Thursday, April 12, 2007

Ryanair comtemplating across the pond operations

I had to check the publication date on Flight International's recent article, "Ryanair boss Michael O'Leary plans launch of transatlantic no-frills airline with fleet of 50 Airbus 350s or Boeing 787s," click here, and make sure that it wasn't an April Fool's joke. It seems to be geniune enough considering it is dated April 11th.

Apparently, O'Leary and his team are looking at launching a trans-Atlantic subsidiary to the US following the recent Open Sky agreement. It would link with Ryanair's 23 bases in Europe with a handful of secondary airports in the US: Baltimore, MD; Providence, RI; and Islip, NY. The operation would be a separate entity from Ryanair and would not offering connecting services for passengers. O'Leary makes the point that they want to avoid complexity in the business model. Keeping activities simple and uncluttered allow for easier adjustments and trials. The operation will most likely utilize A350s or 787s and will be purchased near the end of the decade when they expect the demand to soften and prices to come down.

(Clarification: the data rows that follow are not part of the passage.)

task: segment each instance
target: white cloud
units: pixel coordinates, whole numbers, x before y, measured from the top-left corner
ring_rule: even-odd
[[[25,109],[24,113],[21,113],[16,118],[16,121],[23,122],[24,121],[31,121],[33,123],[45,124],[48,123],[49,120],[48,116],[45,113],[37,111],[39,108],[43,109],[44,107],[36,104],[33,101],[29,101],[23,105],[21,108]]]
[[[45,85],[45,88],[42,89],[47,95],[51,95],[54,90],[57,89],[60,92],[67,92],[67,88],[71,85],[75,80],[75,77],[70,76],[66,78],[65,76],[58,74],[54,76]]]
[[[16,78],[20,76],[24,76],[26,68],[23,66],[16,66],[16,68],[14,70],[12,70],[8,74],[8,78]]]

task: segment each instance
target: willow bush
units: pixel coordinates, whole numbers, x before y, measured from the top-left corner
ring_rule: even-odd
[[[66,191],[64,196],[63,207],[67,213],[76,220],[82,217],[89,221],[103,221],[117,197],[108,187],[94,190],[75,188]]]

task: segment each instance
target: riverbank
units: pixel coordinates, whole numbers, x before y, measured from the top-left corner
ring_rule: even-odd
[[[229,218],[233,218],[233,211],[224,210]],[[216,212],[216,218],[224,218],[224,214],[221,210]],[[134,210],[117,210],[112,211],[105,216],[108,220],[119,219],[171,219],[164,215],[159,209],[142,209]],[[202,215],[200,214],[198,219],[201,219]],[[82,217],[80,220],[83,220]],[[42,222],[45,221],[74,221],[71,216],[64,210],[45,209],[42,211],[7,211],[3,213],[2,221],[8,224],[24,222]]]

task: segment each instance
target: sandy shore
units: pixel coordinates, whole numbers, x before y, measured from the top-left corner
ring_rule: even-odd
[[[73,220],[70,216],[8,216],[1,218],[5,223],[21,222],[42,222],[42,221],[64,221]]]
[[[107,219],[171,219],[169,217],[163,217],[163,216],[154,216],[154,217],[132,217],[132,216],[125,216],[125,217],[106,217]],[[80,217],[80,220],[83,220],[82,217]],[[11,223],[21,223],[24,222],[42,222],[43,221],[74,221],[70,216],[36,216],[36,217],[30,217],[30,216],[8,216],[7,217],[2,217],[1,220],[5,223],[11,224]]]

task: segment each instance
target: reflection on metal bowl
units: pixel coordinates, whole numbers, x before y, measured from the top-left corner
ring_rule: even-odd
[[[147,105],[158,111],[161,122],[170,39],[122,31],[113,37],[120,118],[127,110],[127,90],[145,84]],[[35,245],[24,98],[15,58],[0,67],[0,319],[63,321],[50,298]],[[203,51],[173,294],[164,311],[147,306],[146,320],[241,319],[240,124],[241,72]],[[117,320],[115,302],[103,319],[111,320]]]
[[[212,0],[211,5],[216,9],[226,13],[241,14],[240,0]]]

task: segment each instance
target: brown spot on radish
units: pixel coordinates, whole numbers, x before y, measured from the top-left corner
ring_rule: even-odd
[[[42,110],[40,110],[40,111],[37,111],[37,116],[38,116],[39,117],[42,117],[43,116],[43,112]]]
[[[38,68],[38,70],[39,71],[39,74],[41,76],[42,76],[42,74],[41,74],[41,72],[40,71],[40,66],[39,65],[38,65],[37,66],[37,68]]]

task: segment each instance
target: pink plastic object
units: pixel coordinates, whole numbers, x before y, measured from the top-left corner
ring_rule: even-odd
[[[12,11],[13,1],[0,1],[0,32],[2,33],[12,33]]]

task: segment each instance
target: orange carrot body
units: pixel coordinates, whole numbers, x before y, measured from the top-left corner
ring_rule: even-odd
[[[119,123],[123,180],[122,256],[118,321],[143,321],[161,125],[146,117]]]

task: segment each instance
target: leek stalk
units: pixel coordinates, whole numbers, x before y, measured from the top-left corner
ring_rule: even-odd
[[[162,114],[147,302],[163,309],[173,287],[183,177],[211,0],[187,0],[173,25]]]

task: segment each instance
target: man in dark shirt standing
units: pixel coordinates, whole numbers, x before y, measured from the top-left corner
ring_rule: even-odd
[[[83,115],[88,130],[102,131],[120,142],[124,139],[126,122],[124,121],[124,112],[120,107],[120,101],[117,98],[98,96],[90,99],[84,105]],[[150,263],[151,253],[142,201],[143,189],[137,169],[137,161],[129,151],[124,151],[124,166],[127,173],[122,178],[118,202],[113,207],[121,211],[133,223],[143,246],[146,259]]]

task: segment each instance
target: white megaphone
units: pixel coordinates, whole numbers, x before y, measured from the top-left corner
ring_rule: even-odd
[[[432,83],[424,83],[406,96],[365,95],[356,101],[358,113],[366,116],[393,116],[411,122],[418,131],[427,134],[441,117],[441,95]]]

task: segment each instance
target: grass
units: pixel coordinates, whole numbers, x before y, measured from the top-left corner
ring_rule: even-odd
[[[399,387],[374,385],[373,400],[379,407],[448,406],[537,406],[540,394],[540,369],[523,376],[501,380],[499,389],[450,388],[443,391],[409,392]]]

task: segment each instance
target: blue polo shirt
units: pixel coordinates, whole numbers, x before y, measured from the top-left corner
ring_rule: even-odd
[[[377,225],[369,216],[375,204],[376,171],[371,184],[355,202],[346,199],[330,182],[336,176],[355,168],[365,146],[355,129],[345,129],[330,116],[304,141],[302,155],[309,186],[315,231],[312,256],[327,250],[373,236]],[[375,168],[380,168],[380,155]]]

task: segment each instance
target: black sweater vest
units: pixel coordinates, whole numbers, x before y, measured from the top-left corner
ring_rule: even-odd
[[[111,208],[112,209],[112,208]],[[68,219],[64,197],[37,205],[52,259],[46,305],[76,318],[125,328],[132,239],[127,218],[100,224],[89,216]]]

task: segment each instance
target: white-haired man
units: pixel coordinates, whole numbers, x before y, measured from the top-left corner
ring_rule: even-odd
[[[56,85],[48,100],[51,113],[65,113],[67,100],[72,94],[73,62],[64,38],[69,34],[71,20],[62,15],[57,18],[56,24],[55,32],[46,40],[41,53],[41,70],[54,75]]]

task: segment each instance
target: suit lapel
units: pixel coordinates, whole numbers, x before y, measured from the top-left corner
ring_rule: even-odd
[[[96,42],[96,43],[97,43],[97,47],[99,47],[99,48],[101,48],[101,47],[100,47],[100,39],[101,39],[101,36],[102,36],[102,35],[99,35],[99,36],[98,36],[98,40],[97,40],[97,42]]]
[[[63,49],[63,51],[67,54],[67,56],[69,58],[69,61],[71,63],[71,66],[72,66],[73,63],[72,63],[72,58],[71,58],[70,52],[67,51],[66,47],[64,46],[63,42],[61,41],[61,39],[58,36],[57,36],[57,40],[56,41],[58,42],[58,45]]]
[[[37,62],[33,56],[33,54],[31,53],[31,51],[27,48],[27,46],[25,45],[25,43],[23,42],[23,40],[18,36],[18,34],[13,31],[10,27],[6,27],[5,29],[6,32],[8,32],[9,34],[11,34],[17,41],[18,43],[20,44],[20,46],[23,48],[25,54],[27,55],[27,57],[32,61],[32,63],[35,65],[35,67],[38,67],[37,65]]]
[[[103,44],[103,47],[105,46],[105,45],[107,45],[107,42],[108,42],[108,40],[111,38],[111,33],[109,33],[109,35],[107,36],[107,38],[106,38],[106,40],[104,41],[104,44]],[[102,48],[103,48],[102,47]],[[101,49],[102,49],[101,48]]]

The article does not mention continuing on inside of the US. However, with Tony Ryan's investment in Allegiant and that airline's statement that it wants to be a Ryanair look-a-like, that may be something in the works. Of course, cross-Atlantic low-frills flying is not new to aviation. Laker's SkyTrain, People Express to London, or even Icelandic Air's former backpacker image. However, all these airlines are now defunct (except Iceland Air, however its image has certainly improved from its earlier days). There are various explanations for their failure, however Ryanair has something they didn't: passenger feed from all of the EU. People Express did have its US feed, however the CEO,
Don Burr, did state that distribution strategies of People Express' competitors helped to undermine the airline. Ryanair is operating in the age of the Internet and doesn't have to fight with competitor-owned GDS'.

No one can say that the airline industry sits still for very long.